»Alzheimer hat auch seine Vorteile!« Die Abteilung ihres Gehirn, die für das Dumm daherreden da war, meinte wieder mal einen Kommentar abgeben zu müssen.
Nachdem sie mit Pat noch zu dem Aussichtspunkt gegangen war, von dem aus man den Barron-Wasserfall sehen konnte, dessen, jetzt in der Trockenzeit, spärliche Wasserschleier an mehreren Stellen in die Tiefe stürzten, kehrten sie wieder zur Station zurück und warteten auf die nächste Gondel, die nach oben fuhr.
Hetty zeigte auf ein Vogelpaar aus Plastik, das als Dekoration die Wartezone schmückte. »Weißt du, welche Vögel das sind?«
Pat sah sie verdutzt an. »Na klar, Kasuare, kennt doch jeder!«
Hetty lachte. »Ja, jeder Australier. Aber als ich das erste Mal hier herauf gefahren bin, habe ich in meiner Einfalt gedacht: Aha, so haben also die Urzeitstrauße in Australien ausgesehen.«
Als Pat zum Kichern anfing, setzte sie nach. »Schau dir doch die Teile an: Blaues Gefieder, ein Hornschild auf dem Kopf – so einen Vogel kann es doch heutzutage gar nicht mehr geben. Mein Gesicht hätte in jeder Zeitschrift viel Geld gebracht, als ich oben im Vogelhaus den ersten lebendigen Kasuar gesehen habe.«
Während sie mit der Gondel weiterfuhren, diskutierten sie über die seltsame Tierwelt, die es in Australien gab und dass man hier immer noch ein eierlegendes Schnabeltier sehen konnte.

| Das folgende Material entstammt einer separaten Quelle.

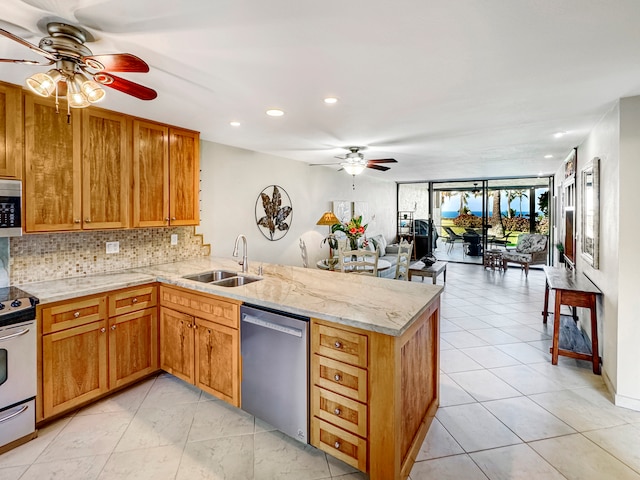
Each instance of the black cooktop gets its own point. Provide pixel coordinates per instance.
(16, 306)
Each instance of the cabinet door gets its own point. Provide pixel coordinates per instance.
(184, 178)
(52, 186)
(133, 346)
(106, 158)
(150, 174)
(217, 352)
(176, 344)
(11, 124)
(74, 367)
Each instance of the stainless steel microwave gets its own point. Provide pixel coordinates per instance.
(10, 208)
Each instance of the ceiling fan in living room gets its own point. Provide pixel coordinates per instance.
(76, 72)
(354, 162)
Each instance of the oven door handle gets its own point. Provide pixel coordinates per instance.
(9, 417)
(13, 335)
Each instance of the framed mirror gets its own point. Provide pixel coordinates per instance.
(590, 212)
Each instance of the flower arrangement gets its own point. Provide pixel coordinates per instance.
(353, 229)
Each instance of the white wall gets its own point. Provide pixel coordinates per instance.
(232, 178)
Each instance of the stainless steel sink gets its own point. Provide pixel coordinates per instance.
(235, 281)
(212, 276)
(224, 278)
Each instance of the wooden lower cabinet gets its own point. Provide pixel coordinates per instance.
(75, 367)
(201, 351)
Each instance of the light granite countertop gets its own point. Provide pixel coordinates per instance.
(377, 304)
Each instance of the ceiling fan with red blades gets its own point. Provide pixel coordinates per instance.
(78, 73)
(354, 162)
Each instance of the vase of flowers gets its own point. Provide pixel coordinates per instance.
(353, 229)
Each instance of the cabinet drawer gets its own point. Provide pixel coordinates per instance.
(348, 347)
(336, 442)
(338, 377)
(219, 311)
(133, 299)
(72, 314)
(341, 411)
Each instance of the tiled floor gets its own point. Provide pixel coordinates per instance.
(505, 413)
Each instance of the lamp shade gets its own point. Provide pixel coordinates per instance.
(328, 218)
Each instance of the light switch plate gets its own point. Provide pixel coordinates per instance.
(113, 247)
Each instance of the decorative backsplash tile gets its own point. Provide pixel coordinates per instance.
(38, 257)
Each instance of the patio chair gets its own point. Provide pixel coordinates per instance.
(531, 249)
(452, 238)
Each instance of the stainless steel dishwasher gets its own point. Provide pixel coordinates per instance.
(275, 369)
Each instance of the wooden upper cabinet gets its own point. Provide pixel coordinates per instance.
(11, 131)
(105, 170)
(184, 177)
(150, 174)
(52, 183)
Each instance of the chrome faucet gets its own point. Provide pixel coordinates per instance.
(244, 262)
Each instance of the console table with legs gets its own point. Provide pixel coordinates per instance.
(574, 290)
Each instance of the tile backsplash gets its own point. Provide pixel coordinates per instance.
(39, 257)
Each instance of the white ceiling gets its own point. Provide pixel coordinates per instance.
(451, 89)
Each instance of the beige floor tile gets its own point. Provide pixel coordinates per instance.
(438, 443)
(516, 462)
(154, 427)
(484, 385)
(157, 463)
(448, 468)
(577, 458)
(527, 419)
(230, 458)
(622, 442)
(281, 457)
(475, 428)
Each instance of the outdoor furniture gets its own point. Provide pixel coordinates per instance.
(452, 238)
(404, 257)
(530, 250)
(419, 269)
(575, 291)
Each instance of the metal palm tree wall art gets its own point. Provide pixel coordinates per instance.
(273, 208)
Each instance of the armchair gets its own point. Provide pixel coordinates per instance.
(531, 249)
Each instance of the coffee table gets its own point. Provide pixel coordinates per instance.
(418, 269)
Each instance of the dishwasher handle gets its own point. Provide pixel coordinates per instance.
(271, 325)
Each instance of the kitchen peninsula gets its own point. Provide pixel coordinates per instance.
(374, 347)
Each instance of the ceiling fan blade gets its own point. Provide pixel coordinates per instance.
(378, 167)
(26, 62)
(119, 62)
(29, 45)
(384, 160)
(125, 86)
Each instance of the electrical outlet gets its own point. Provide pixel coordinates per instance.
(113, 247)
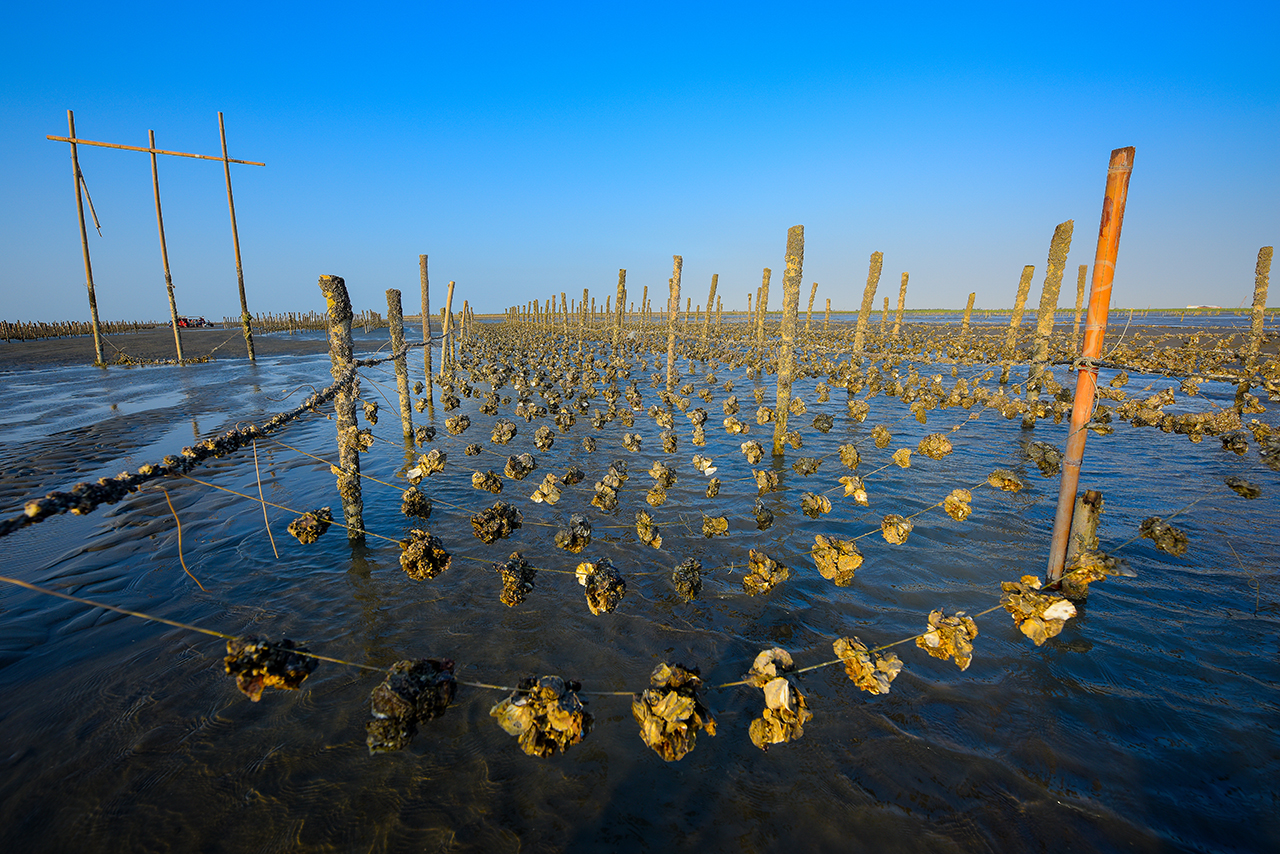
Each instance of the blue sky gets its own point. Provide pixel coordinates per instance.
(535, 149)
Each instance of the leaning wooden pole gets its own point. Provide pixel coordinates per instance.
(88, 268)
(240, 269)
(790, 318)
(164, 250)
(396, 325)
(672, 313)
(341, 354)
(1095, 329)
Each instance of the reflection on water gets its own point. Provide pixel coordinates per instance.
(1147, 725)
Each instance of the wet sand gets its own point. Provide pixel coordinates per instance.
(154, 345)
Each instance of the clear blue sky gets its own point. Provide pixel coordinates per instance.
(536, 147)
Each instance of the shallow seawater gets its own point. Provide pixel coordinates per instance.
(1147, 725)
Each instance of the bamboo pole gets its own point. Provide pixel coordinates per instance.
(164, 250)
(864, 314)
(787, 351)
(341, 355)
(240, 269)
(396, 327)
(672, 310)
(1095, 328)
(88, 268)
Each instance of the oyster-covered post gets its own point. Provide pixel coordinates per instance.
(1261, 278)
(1015, 320)
(790, 313)
(711, 301)
(672, 311)
(1079, 305)
(341, 354)
(901, 305)
(426, 325)
(1057, 249)
(762, 307)
(396, 325)
(620, 309)
(864, 314)
(1095, 328)
(968, 311)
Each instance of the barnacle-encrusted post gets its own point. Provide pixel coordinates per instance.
(620, 309)
(1015, 320)
(1057, 249)
(762, 307)
(1261, 278)
(787, 351)
(864, 314)
(426, 327)
(968, 310)
(711, 301)
(1095, 329)
(901, 304)
(396, 323)
(334, 291)
(672, 311)
(1079, 305)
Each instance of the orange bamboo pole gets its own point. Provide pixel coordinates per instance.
(1095, 328)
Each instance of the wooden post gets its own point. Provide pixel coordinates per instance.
(88, 268)
(1015, 320)
(790, 315)
(711, 301)
(240, 269)
(1261, 279)
(426, 329)
(808, 315)
(968, 311)
(901, 305)
(341, 354)
(1057, 250)
(164, 250)
(1095, 329)
(672, 310)
(762, 309)
(396, 325)
(1084, 524)
(864, 314)
(1079, 305)
(621, 309)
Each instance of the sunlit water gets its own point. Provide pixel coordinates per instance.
(1147, 725)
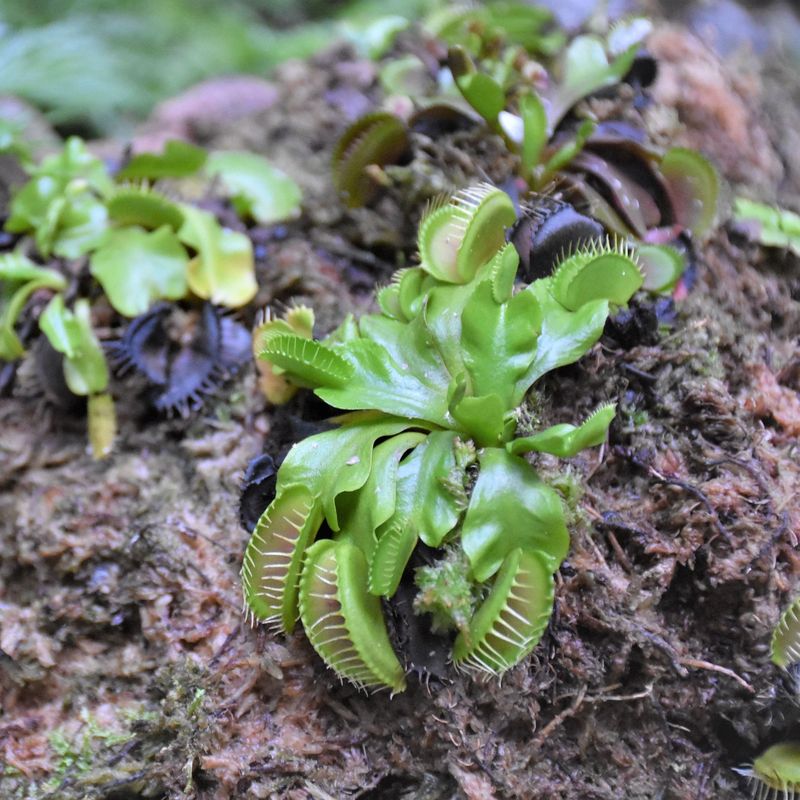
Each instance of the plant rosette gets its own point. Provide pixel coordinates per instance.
(428, 451)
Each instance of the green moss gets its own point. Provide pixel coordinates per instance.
(446, 592)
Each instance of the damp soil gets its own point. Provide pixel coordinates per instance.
(127, 670)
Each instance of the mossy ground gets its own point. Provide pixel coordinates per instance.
(127, 671)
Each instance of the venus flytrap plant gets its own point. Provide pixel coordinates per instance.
(432, 386)
(785, 648)
(144, 248)
(636, 191)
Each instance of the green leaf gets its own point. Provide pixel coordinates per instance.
(662, 266)
(436, 509)
(483, 418)
(343, 620)
(567, 440)
(509, 508)
(693, 186)
(598, 272)
(362, 512)
(564, 155)
(483, 93)
(66, 217)
(275, 554)
(307, 362)
(424, 508)
(76, 163)
(498, 341)
(378, 382)
(71, 333)
(534, 135)
(565, 335)
(179, 160)
(223, 270)
(137, 268)
(775, 227)
(586, 69)
(258, 189)
(336, 461)
(140, 205)
(81, 226)
(19, 279)
(512, 619)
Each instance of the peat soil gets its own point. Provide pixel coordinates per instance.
(127, 671)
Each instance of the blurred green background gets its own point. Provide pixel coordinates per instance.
(96, 67)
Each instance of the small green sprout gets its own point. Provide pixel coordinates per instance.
(136, 267)
(85, 367)
(143, 248)
(223, 269)
(775, 774)
(773, 227)
(377, 139)
(19, 279)
(785, 649)
(179, 160)
(259, 191)
(433, 385)
(589, 64)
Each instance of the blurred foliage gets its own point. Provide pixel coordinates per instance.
(97, 66)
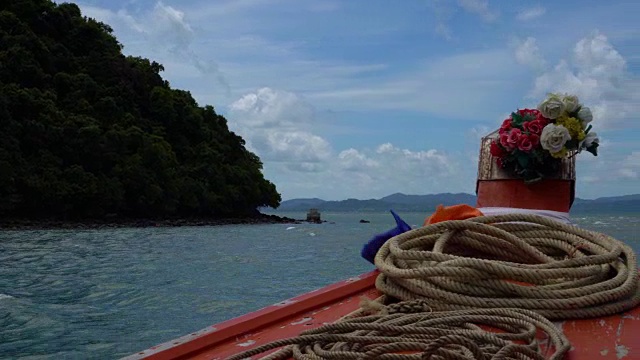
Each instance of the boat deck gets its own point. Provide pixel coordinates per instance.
(614, 337)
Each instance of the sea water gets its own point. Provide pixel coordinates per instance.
(104, 294)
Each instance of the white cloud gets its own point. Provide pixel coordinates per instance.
(353, 160)
(630, 166)
(165, 30)
(275, 125)
(270, 108)
(279, 127)
(531, 13)
(447, 86)
(528, 53)
(479, 7)
(444, 10)
(598, 74)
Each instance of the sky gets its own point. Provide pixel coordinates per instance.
(366, 98)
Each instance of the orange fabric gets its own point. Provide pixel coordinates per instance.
(454, 212)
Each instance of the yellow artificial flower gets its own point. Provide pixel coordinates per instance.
(560, 154)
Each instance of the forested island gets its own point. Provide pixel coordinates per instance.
(88, 134)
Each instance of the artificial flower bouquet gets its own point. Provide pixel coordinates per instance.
(531, 143)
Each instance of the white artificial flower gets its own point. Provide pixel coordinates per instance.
(554, 137)
(589, 140)
(552, 107)
(571, 103)
(585, 116)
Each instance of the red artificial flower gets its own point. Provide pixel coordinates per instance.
(514, 137)
(497, 150)
(543, 120)
(533, 127)
(504, 141)
(525, 144)
(506, 126)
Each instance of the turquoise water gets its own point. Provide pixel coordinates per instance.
(104, 294)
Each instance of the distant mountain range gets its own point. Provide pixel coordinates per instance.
(403, 202)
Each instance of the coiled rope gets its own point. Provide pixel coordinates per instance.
(511, 261)
(424, 335)
(509, 272)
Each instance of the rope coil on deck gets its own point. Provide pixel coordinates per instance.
(424, 335)
(459, 281)
(511, 261)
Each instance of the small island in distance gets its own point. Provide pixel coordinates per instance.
(425, 203)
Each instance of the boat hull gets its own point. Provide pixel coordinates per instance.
(607, 338)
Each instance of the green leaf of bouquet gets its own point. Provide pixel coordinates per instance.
(572, 144)
(523, 160)
(517, 119)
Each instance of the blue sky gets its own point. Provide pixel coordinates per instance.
(361, 99)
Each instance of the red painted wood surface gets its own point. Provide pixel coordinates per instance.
(555, 195)
(611, 338)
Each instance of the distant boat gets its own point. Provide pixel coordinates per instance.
(607, 338)
(314, 216)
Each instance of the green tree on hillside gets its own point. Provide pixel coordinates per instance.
(86, 131)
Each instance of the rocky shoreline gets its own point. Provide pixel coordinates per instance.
(31, 224)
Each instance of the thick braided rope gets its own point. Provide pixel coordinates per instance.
(511, 261)
(424, 335)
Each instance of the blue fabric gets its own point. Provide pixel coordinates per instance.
(370, 249)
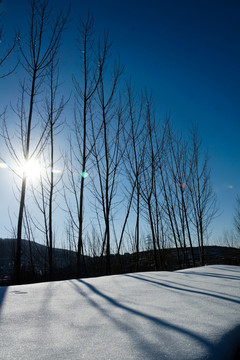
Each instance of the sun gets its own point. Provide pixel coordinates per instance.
(32, 169)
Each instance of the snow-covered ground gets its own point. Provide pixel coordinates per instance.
(189, 314)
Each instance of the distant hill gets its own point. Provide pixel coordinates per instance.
(35, 261)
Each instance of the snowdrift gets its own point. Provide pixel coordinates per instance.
(188, 314)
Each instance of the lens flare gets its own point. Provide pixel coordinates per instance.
(32, 169)
(3, 165)
(84, 174)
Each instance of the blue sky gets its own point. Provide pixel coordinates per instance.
(187, 53)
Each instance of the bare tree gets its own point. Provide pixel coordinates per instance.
(236, 219)
(204, 202)
(134, 140)
(6, 54)
(107, 154)
(92, 61)
(50, 176)
(42, 43)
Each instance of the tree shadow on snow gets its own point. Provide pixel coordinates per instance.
(3, 290)
(161, 324)
(184, 289)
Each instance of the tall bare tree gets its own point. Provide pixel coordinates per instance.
(93, 56)
(37, 51)
(204, 202)
(107, 153)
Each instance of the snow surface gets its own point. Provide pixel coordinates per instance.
(188, 314)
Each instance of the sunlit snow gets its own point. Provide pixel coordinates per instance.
(190, 314)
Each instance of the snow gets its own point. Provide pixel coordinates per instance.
(188, 314)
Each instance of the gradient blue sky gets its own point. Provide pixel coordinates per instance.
(186, 52)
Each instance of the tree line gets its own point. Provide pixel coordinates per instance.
(130, 181)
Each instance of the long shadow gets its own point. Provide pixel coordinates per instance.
(186, 285)
(143, 344)
(184, 289)
(155, 320)
(222, 276)
(3, 290)
(228, 269)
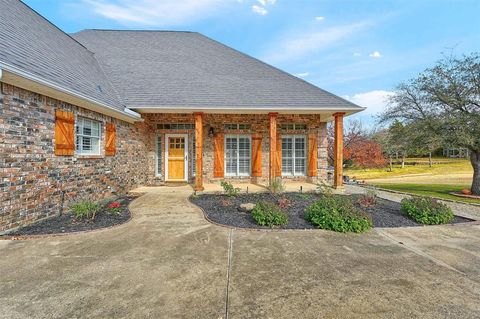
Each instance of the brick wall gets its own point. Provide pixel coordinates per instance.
(32, 177)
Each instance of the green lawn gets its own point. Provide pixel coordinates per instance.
(433, 190)
(443, 166)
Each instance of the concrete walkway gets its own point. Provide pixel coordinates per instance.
(169, 262)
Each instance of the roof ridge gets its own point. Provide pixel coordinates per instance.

Hetty seufzte. »Weißt du, für einen Bayern ist es besonders schwer, an solche Dinge zu glauben.«
Pat war irritiert. »Wieso denn das, was ist denn in Bayern so anders, als im restlichen Deutschland?«
Hetty sah sie lächelnd an. »Bei uns gibt es Wolpertinger!«
Pat riss die Augen auf. »Was ist denn das?«
»Tja, das sind ganz seltene Viecher, haben so eher den Körper einer Ente und kleine Hörner auf der Stirn.« Hetty zuckte die Achseln. »Wenn Norddeutsche zu Besuch kommen, gehen unsere Bergbauern hin und wieder mit ihnen hinaus, um einen zu fangen.«
Sie konnte sich ein Grinsen doch nicht verbeißen. »Aber das ist ziemlich schwierig. Da gibt es bestimmte Rituale, die man durchführen muss, um einen anzulocken. Zum Beispiel mit einer Kerze in der Hand durch das Gebüsch kriechen und ganz laut Wouuu, Woouu rufen. Eigentlich hat noch nie ein Ausländer einen selber gefangen, da konnten sie schreien was sie wollten, die Viecher gehen nicht so leicht in die Falle. Aber wir haben etliche ausgestopfte Exemplare, die können sie dann für teures Geld kaufen.«
Pat war nicht auf den Kopf gefallen und hatte schon mitgekriegt, das da nicht alles mit rechten Dingen zuging. »Ihr verarscht die doch, oder? Bastelt die Teile zusammen und die Trottel kaufen sie euch für echt ab!«
Hetty lachte. »Jawohl! Ist immer ein Mordsspaß. Gibt sogar Bücher darüber, wie man Wolpertinger fängt und so. Aber das war dann eben auch der Grund, warum ich einen Kasuar nicht für echt ansah!«
In Kurranda gab es dann allerdings nur wirklich reale Dinge zu sehen. Zuerst gingen sie zum Schmetterlingshaus. Wie der Name schon vermuten ließ, gab es darin Schmetterlinge. Viele Schmetterlinge. Kleine Schmetterlinge, große Schmetterlinge, einfarbige, bunte, fransige Schmetterlinge und dazu noch Motten. Zumindest dachte Hetty das würden Motten sein, denn sie sahen aus wie Motten. Allerdings sehr große Motten. Wie kleine Fledermäuse.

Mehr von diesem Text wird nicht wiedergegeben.